There is an Indonesian girl in her early 20s who lives in the house. She comes from a very big family with little money and was sent abroad to work and support the family. She’s already worked here for three years as my grandpa’s caretaker and is planning to work here for three more before going home and getting married. This is the first time I’ve met her and she’s extremely sweet, has learned a little bit of Chinese in her time here, and I can’t imagine working as hard as she does. At 6am she is up cleaning the house and the rest of the day she spends every moment by my grandpa’s side, helping him walk, brush his teeth, and eat and sleeping in a bed by his at night. I feel a sense of guilt and estrangement to see someone else taking care of my grandpa while I either watch or am absent.

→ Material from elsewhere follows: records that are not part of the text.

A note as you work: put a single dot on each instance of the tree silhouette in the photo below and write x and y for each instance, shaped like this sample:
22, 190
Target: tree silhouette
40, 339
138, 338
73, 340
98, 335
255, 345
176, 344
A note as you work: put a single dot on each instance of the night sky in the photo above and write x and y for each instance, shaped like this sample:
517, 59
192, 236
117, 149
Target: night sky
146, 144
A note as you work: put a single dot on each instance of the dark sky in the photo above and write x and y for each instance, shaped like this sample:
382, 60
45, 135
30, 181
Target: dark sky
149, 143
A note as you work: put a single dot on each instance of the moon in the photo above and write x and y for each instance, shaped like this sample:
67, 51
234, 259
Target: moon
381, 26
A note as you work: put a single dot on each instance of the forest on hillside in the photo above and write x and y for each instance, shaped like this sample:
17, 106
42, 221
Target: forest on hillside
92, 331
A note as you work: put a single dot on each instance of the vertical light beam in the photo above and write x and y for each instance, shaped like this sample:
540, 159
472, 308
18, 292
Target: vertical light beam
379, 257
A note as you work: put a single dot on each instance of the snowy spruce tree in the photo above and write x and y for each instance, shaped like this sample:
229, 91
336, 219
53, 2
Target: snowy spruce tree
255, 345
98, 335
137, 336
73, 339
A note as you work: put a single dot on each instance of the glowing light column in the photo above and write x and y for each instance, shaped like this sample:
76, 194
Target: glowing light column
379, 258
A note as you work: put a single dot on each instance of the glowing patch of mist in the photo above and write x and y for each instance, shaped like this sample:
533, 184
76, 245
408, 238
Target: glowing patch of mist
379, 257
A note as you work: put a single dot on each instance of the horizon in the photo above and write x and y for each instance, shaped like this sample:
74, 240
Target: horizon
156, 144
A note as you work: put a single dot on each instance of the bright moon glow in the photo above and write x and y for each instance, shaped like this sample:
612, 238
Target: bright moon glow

There is also a rambunctious lady called A-su who originally comes from the south but married into this area and comes by every day to cook and help take care of the house. Yesterday she took me on a tour around town in her rickety old car that smells like mold and has one of the passenger-side windows held in place with mailing tape. She dropped me off in front of a friend’s store and told me to go in and pick whatever snacks I wanted while she parked the car. I went in and it was a store full of dried and canned fish. She told me about how she once found a very large hermit crab and kept it as a pet and showed me the beach where she would let it take walks once a week. It lived on fruit for about 6 months and then suddenly died. At the harbor she showed me what kind of fishing boat she and her husband used to own, before his health began to decline and he passed away. She says when her son was recently married they slaughtered 15 pigs for the event but that she was too scared to watch and didn’t go over until it was all done. In the evening she came back from checking on her grandson, running up the stairs and declaring it was time for us to drink and set out cans of Taiwan Beer. This morning she took me to pick up chickens from her classmate (I later found out they met in her weekly fortune telling class). Her classmate is an artist who lives in a nearby town and brews drinking vinegar in thousands of large ceramic jugs in the yard and her husband has a few hundred free-range chickens that he raises. The classmate had a headscarf on because, A-su told me, she had a fight with her husband and shaved off all her hair and moved to a monastery for a few months.